Although PFGE is a cumbersome method, it has up to recently been considered the gold-standard in epidemiological investigation of hospital outbreak situations due to the high resolution and ability to discriminate strains with minor genetic changes51. This is especially important in typing hospital associated strains where the rate of recombination is assumed to be relatively low compared to the high rate of recombination found elsewhere52,53. In our investigation of the SØ12 outbreak, PFGE showed, as expected, and above the SNP profiling and MALDI-TOF MS analysis, the best resolution. However, results from all three methods suggested that the SØ12 outbreak actually embraced two different outbreaks originating from two distinct E. faecium strains. In addition, all three methods identified the index case strain as unrelated to the two main outbreak strains. The major drawback with PFGE is the time consuming laboratory protocol which may hamper or delay the discovery of an outbreak. The DNA restriction patterns may differ slightly due to technicalities and technician performances, and even if the band pattern analysis is performed by data software, subjective investigation by trained personnel is often necessary. Moreover, single variations can occur at restriction sites and lead to more than one band shift which may affect the epidemiological investigation19.
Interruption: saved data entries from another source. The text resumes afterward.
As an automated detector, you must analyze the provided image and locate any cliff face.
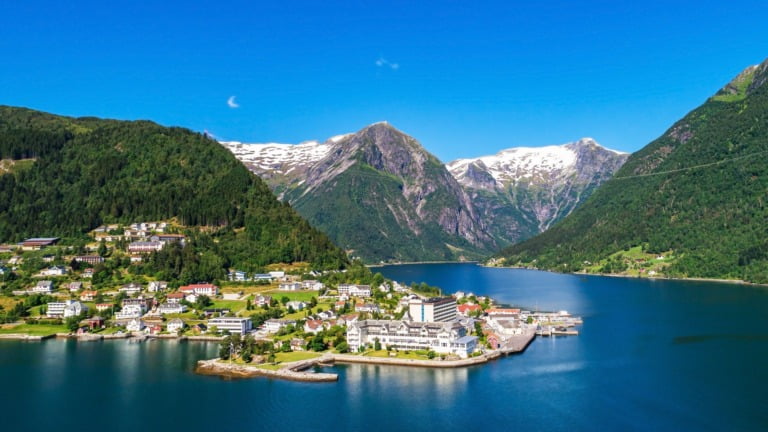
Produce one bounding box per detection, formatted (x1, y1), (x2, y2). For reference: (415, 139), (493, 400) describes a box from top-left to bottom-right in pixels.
(224, 123), (494, 262)
(447, 138), (629, 246)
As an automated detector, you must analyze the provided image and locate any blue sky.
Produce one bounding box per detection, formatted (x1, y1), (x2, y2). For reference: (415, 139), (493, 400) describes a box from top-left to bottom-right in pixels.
(1, 1), (767, 162)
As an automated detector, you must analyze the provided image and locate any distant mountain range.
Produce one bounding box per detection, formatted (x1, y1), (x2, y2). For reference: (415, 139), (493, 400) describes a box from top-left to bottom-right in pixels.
(223, 124), (627, 262)
(496, 58), (768, 283)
Whole genome sequencing (WGS) of bacterial pathogens via Next Generation Sequencing (NGS) technologies has emerged as a powerful tool for determining the relatedness of bacterial isolates in outbreak situations54,55,56. WGS analysis of entire genomes provides markedly higher resolution than those of conventional methods, and full genetic information can be obtained. Investigations of relatedness can be based on entire genome sequences, or e.g. in silico MLST or various SNP analyses can be performed. The SNP profiling done in the present work was based on eight informative SNP sites26, but several other SNP sites would be of great value for more accurate typing. Powerful NGS pipelines with reference genomes, e.g. the high-accuracy pipeline BactSNP57, are available for reliable epidemiological typing. NGS based methods have previously been shown to yield the best resolution and accurate epidemiological concordance of outbreaks with VRE54,58, and could certainly be used to further investigate the SØ12 outbreak. While WGS show many advantages over standard microbiological methods, it is not yet widely implemented in routine hospital diagnostics. Notable challenges have included bioinformatics workflow, costs, manpower, laboratory infrastructure, and quality control, but the technology is continuously developing towards more simple and affordable solutions59,60.
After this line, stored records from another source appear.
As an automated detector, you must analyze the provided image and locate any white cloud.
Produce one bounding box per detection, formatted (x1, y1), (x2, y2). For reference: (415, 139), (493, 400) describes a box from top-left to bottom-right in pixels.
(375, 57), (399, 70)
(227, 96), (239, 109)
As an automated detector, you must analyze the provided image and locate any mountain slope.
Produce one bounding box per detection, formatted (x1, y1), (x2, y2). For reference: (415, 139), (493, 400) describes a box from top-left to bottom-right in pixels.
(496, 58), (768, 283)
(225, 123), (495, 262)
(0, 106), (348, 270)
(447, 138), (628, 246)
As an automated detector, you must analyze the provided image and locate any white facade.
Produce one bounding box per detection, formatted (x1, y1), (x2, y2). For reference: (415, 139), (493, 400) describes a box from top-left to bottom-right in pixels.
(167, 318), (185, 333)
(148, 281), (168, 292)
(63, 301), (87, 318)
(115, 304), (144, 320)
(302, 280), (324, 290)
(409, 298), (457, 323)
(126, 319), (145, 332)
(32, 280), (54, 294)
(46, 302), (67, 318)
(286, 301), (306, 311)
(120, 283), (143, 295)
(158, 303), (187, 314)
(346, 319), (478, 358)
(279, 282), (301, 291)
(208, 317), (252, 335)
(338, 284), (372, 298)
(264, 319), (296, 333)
Taken together, our present retrospect analysis of VRE isolates by PFGE allowed us to characterize the dynamics of the SØ12 outbreak, which surprisingly consisted of two distinct outbreaks. Moreover, our comparison of genotyping and clustering methods showed that despite lower resolution than PFGE, readily available MALDI-TOF MS data may be of great importance for infection control and prevention if routinely used in real-time microbiological surveillance in health care institutions.